2014年10月6日(八段語録2178)
思春期に対する親の心構え(2)
自然現象は、動けば動くほど、作用すれば、作用するほど、小さくなっていきます。しかし、この道場に通う道場生は、動けば動くほど、作用すれば、作用するほど、大きな道場生として成長するのです。力学世界とは全く違っているのです。子供が道場に通って、稽古をしてみると、そこに、大きくなる成長する為の糧があるのです。その糧とは、道場生を思春期に、目が飛び出るほど見たいと思い、鼻が詰まるほど、においを嗅ぎたいと思い、鼓膜が破れるほど聞きたいと思い、手がこわばるほど触りたいという欲求を起こさせる、魔法の作用なのです。
ところで、二つの目は、焦点が合わなければならず、鼻もそうです。耳を焦点が合ってこそ聞こえます。三半規管で均等があってこそ、バランスが取れます。すべて,焦点上において生きているのが人間ということもできます。その統合的な焦点、つまり、目の焦点、耳の焦点、鼻の焦点、口の焦点、触覚の焦点、そのすべての焦点の原点を作っていくのが、これまた稽古で形成されると言っていいのです。稽古の目的は、その道場生を成長させて、成熟させることです。そして、個性の花を咲かせ、火山を噴火するように爆発させようとするのです。天地が振動するときに、個性はしっかり根付くのです。

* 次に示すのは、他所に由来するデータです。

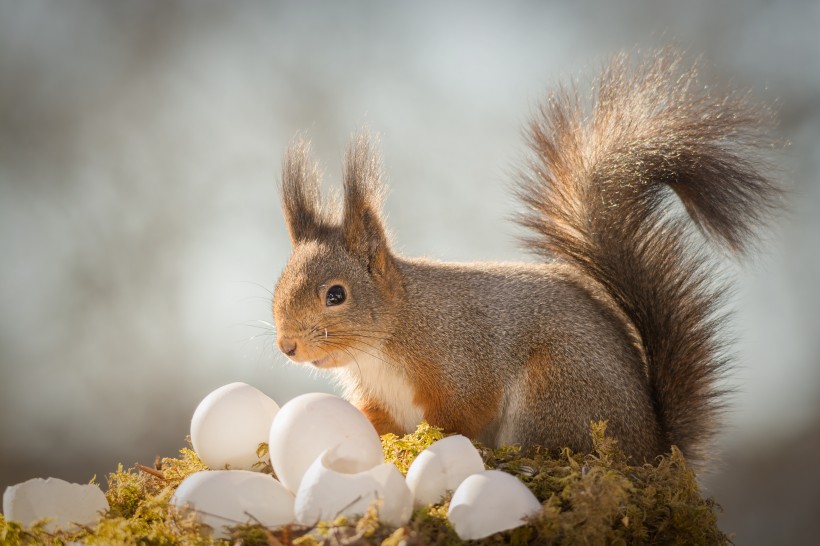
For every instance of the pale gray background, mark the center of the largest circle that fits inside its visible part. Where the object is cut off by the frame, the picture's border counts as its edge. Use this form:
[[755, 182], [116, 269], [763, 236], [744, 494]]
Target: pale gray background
[[140, 229]]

さて、理想的な道場生とは、いったいどのような道場生かというならば、必ずしも強さだけを、追い求めていく道場生ではないのです。最高の自分の個性を発揮させることができるような、自分の創造であり、それがまさに最高の芸術作品のようなものなのです。稽古をしていること自体、その姿は、最高の文学作品であり、それ自体が芸術であるのです。もちろん、仲間は大切です。うれしい時、一緒に喜ぶことができ、困難な時に力になってあげられる関係、一人は右足、一人は左足、一人は右手、一人は左手になって、道場を舞台として広げていく生活が、道場で修行している姿であるのです。

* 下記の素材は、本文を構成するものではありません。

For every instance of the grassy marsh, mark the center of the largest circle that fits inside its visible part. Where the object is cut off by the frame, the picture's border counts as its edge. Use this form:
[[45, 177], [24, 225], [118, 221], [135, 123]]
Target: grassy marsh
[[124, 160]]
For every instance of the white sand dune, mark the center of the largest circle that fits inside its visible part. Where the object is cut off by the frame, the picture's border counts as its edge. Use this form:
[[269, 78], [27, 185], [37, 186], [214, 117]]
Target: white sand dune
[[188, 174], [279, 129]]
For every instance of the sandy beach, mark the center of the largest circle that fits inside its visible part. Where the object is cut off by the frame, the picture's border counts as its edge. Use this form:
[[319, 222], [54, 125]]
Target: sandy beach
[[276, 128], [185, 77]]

とにかく、人生の最高の時を迎えるための準備を思春期にはするのです。自分一人で生きているという孤独な生き方を捨てて、互いに励ますことができ、うれしい時に一緒に喜ぶことができる関係を作っていくのです。当然、空手の修行ですから、苦しく困難な時もあると思います。それでも、生活の舞台を広げていく事です。こうして、道場での訓練は、親が願う子供になり、安息できる家庭を作っていくということなのです。道場の修行の目的は、自己完成と指導者になって、権限を持って管理できるようになるためなのです。自己完成をしていくならば、世の中に対して、所有権が生まれてくるのです。こんな事を考えて、思春期を過ごすようにしてもらいたいと思いながら、書き続けました。